In the second office I worked in, we worked with a lot of switchboard advisors (? - my memory is a little hazy). They would cycle around, helping out with problems and training in hotels and offices that had installed big, internal switchboards.

They would tell me stories of their careers and they were interesting women - building careers at a time when, I suppose, a lot of women didn't. They'd show me photos of camping and cycling holidays that the teams (mainly of women) had organised and been on in the 50s and 60s, and told me about how they started in the old telephone exchanges.

I do wish I'd written those stories down.

Laska5772 · 14/09/2017 20:28

ah another old telephone c person!! Lots of us came from'telephone' families also .. My dad was a telephone engineer.

I do remember those women Cat... and do you remember the operators in the 'Trunk' exchange putting calls through with those big old switchboards with cords? with the scary Telephone operator supervisors ? They were so regulated and were not allowed to leave their posts for more than 5 mins to use the loo!

Later on I worked in the 'exhibitions' team.. that was fun.,. Those were the 'Busby' days.. Luckily I never had to wear the (smelly) costume!!

Then I did all the 'secret' line stuff no one is supposed to know about!!

Chestervase1 · 14/09/2017 20:31

The good old days in the 70s of coffee in the morning and afternoon tea courtesy of the tea lady. Also staff restaurants looking into the Thames. Commissionaires and doormen. Nurse available at all times. Travel department and Reprographic department. I was spoiled rotten.

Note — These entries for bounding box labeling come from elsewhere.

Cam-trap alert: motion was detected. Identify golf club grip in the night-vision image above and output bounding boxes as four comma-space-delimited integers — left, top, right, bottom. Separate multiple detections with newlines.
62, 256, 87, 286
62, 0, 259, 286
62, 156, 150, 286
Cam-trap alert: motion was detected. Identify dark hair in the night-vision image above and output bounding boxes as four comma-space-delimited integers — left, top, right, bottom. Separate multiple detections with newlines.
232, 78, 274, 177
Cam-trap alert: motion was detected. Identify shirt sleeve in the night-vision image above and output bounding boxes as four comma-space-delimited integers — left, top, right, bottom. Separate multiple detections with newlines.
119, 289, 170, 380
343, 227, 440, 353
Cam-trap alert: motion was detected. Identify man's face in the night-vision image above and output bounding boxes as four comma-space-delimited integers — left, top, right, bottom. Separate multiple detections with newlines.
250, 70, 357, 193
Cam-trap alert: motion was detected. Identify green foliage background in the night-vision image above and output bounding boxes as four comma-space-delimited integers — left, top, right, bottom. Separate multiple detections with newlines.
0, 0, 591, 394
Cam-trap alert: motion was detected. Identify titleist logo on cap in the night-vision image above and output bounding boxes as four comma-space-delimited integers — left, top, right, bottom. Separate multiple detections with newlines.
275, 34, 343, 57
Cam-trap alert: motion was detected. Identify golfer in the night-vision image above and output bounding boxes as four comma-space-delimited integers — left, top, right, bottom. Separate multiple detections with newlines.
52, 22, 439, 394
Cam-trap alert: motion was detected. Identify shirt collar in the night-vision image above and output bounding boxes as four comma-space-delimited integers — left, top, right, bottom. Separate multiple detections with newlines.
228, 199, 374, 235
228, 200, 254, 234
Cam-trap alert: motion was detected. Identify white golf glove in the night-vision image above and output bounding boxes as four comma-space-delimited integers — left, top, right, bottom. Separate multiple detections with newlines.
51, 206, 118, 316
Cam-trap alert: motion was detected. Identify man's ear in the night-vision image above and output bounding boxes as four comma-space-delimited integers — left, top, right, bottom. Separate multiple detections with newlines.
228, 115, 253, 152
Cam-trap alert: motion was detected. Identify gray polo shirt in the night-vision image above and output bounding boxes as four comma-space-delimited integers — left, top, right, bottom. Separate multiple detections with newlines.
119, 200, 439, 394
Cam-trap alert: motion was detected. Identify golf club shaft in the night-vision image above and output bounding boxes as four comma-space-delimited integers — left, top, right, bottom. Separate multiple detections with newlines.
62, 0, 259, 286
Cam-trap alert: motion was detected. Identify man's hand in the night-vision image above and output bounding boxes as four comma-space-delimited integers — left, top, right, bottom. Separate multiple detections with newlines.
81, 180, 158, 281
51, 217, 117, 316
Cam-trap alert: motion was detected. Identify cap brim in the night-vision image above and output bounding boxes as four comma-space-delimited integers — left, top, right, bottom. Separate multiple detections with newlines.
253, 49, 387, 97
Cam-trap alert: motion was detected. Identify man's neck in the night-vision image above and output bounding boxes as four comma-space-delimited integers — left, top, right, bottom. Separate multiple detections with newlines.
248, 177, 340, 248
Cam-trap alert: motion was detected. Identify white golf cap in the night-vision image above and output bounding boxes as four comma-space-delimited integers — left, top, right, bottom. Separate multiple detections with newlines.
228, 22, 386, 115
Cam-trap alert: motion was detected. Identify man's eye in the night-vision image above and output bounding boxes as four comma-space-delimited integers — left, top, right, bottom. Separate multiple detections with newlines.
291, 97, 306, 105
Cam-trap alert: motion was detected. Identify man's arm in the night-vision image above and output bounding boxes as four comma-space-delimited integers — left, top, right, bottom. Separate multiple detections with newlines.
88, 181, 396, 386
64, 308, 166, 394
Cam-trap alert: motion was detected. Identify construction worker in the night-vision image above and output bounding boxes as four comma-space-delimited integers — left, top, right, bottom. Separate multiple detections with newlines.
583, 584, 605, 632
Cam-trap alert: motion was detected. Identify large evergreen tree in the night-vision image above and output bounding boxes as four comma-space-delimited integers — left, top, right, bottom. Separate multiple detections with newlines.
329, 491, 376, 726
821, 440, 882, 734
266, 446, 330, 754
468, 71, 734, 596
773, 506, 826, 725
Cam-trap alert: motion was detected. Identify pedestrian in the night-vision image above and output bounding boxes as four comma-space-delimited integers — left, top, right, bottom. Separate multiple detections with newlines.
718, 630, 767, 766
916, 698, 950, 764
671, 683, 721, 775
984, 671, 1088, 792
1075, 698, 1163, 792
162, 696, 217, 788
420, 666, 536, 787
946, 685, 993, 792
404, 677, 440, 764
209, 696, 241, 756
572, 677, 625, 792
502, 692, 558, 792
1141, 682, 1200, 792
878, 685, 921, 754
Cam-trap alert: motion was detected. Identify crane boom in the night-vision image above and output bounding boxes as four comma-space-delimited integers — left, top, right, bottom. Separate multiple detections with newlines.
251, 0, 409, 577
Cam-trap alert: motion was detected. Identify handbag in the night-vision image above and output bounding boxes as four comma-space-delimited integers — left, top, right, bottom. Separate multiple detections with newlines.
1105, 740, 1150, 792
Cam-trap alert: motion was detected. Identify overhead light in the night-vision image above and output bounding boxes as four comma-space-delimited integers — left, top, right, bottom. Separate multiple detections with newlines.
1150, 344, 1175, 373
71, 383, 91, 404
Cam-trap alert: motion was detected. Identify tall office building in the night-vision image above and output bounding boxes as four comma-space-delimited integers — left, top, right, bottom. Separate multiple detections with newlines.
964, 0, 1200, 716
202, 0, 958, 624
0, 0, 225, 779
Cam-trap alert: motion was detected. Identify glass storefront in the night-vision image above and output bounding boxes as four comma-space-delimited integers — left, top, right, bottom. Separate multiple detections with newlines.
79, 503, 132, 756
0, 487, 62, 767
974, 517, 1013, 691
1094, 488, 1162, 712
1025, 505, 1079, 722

Laska5772 · 14/09/2017 20:32

We had to sign the Official Secrets Act as well (even for my first job as a clerical assistant!) I cant tell you about the 'secret stuff' or ill be shot by firing squad at dawn. Wink

gingergenius · 14/09/2017 20:35

We had electric typewriters with tipped functions, had to use carbon paper to create duplicate copies and had to send urgent messages via telex. I remember using one of the first applemacs that came out in around 1988. Email didn't exist. The internet didn't exist. It was fax, phone or telex.